Year 11 RS students were invited to visit the Al-Khoei Foundation, to aid their understanding of the Islamic aspect of the GCSE course.

The Al-Khoei Foundation is a charity, headquartered in London, set up in 1989 by the late Grand Ayatullah Al-Khoei. It strives to cater for the needs of Muslim communities across the world and runs schools in a multitude of countries including Canada, Thailand and India. The Foundation is vital in promoting interfaith and intrafaith dialogue in an effort to bridge divisions between different groups, as well as holding the General Consultative Status at the UN. In London, the building is comprised of three major sections: the headquarters of the charity, the Islamic Centre and two schools which provide education to over 400 students.

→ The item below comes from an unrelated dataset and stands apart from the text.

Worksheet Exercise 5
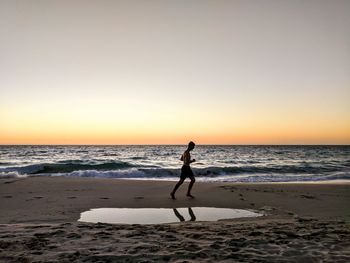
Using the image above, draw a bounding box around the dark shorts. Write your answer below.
[180,165,194,180]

The day commenced in the Islamic Centre, where students were first treated to a fascinating discussion regarding Islamic Philosophy. Ideas including the existence of God and the soul were discussed, with the Imam of the mosque, Ayatollah Professor Fadhil H. Milani (who also happened to be a renowned scholar) providing numerous arguments which we hadn’t thought about previously - such as the ‘necessary existence’ of God. We were surprised to hear the Imam appeared on television weekly across Europe! The work of the Al-Kawthar Project, which provides valuable help to orphans and widows in Iraq, was also highlighted.

A Q&A session followed, with Challoner’s students asking a variety of probing questions - including what the mosque thought about the actions of ISIS. The Imam responded by stating his repeated condemnation of the group, and saying he was one of the people who advocated for news outlets such as the BBC to cease calling the group simply 'The Islamic State': because the group is ‘neither Islamic, nor a state’.

After lunch, students were shown the headquarters of the charity. It was fascinating to observe pictures of the famous figures who had visited the Foundation, including Queen Elizabeth II and multiple world leaders. We were then treated to a talk from the Imam’s son, Jaffer Milani, who relayed the history of the mosque. The building was formerly a synagogue, and it was shocking to learn the handmade Iranian rug inside the prayer hall was worth an estimated £5,000,000!

The visit was undoubtedly exceptionally interesting, and will help us greatly with the Islamic sections in the GCSE exams. I would like to thank the teachers involved and particularly the Al-Khoei Foundation, who were tremendously welcoming and provided students with a memorable day.